A Gotham City desse Coringa começa com o 18° dia de greve dos lixeiros, o que é uma metáfora nada velada para a podridão que toma as ruas. Arthur Fleck (Joaquim Phoenix) é um palhaço que ganha a vida rodando placas na frente de lojas e sonhando com a carreira de comediante. Isso enquanto cuida da mãe delirante e doente (vivida por Frances Conroy).
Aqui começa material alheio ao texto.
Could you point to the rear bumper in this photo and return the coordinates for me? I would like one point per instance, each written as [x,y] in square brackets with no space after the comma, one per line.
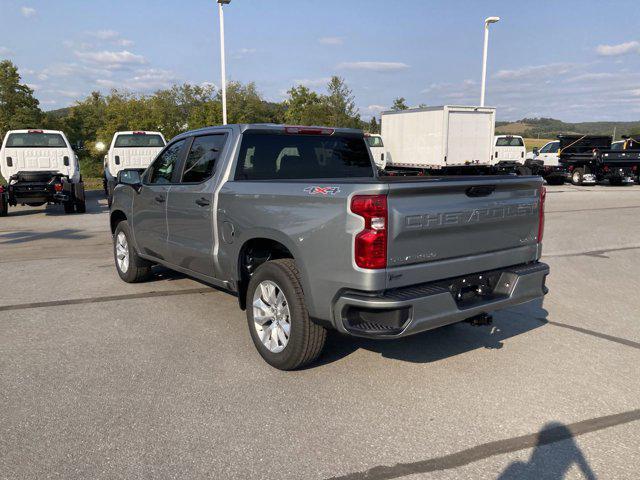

Mas Arthur é apresentado como essa figura quebrada, que força um sorriso com a ponta dos dedos enquanto uma lágrima mancha a maquiagem. A loucura nos olhos não permite que ninguém no cinema se aproxime dele, muito pelo contrário, observe com distanciamento a destruição gradativa desse homem. Sua transformação em um monstro que nunca esteve em lugar algum que não fosse o reflexo distorcido dessa felicidade forçada pelo gesto dos dedos.
O retrato triste de um sorriso vazio, mas o mesmo sorriso maluco que cresce dos lábios enquanto ele é espancado em um beco. Todd Phillips não desvia sua câmera desse olhar e te convida para seguir nessa jornada. Arthur está quebrado, se arrasta pelas ruas e sobe uma grande escadaria como se carregasse consigo o peso de um mundo inteiro. Tudo parece ser mais difícil para o personagem, é a loucura que o liberta.
E isso tem a ver bastante com o visual criado por Mark Friedberg (do incrível Sinedoque, Nova York) e Laura Ballinger (que fez um trabalho incrível na série The Knick), que são o coração desse filme ao construírem uma Gotham City realista demais. Tudo ali é vivo, amontoado, cheio de personalidade e de uma paleta de cores que fica entre o morto e o depressivo. Não existe vida em Gotham. Todd Phillips sabe muito bem disso e dá espaço em seu filme para que o espectador enxergue isso em cada plano. Assim como perceba o quanto o Coringa quebra isso tudo.
Quanto mais Arthur se transforma nessa figura odiosa, mais ele vai se destacando visualmente dentro desse mundo. O branco da máscara inspirada nele quebra o visual, já que até aquele momento nem o branco era branco, ficava mais no campo do bege. O Coringa é a quebra desse mundo, o reflexo de uma sociedade fracassada, mas um reflexo intoxicado pela loucura. A violência do Coringa se dá muito mais no incômodo de perceber o quanto o personagem se descobre à vontade com ela.
Depois de um dos crimes, Arthur baila em um banheiro enquanto enxerga a própria imagem em um espelho, não existe beleza na cena, nem no banheiro sujo, nem na maquiagem borrada e muito menos nos passos débeis. Só existe selvageria e insanidade. A poesia e a beleza não estão naquela realidade, mas sim no esforço estético de Phillips de mostrar essa figura se quebrando. A beleza não está no “belo” (aquele clássico), mas sim em seu oposto.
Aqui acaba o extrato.